Kabuki Actor, Nakamura Utaemon V
- Source:
- ukiyo-e.org
Description
Ota Masamitsu's portrait of Nakamura Utaemon V belongs to his ongoing project of documenting the great performers of the Showa-era stage in the format of shin-hanga yakusha-e. Nakamura Utaemon V (1865-1940) was the foremost onnagata of his generation, an actor whose female-role performances were considered the standard against which all rivals were measured, and whose technical command of dance, voice, and posture made him a living archive of kabuki tradition. In this Japanese woodblock print, Ota Masamitsu places Utaemon V within the tightly cropped, half-length frame that the actor-print tradition has favored since the Edo period, allowing the carved costume patterns and the painted face to do the expressive work.
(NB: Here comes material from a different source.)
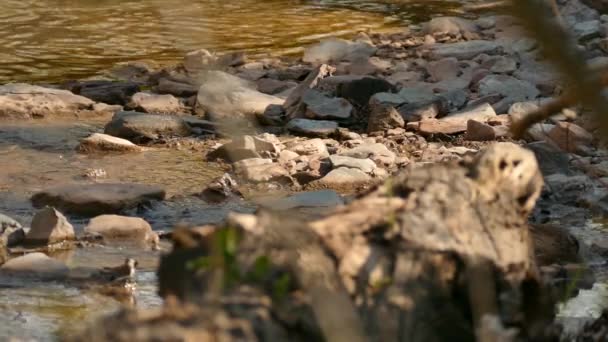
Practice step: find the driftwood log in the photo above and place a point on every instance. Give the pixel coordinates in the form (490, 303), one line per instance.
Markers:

The shin-hanga movement, which arose in the early twentieth century under publishers such as Watanabe Shozaburo, sought to revive the collaborative system of artist, carver, and printer that had produced the masterpieces of ukiyo-e, but applied that system to modern subjects rendered with contemporary sensibility. Ota Masamitsu's actor prints sit firmly within that revival, and they share concerns with the better-known yakusha-e of Natori Shunsen, who likewise made Utaemon V a recurring subject. The print preserves not only a likeness but a moment in the cultural history of Japan, when an aging onnagata represented the continuity of an art form that was beginning to negotiate with cinema and modern theatre. The image is accessible through ukiyo-e.org, which aggregates Ota Masamitsu's portrait series alongside other twentieth-century Japanese woodblock prints.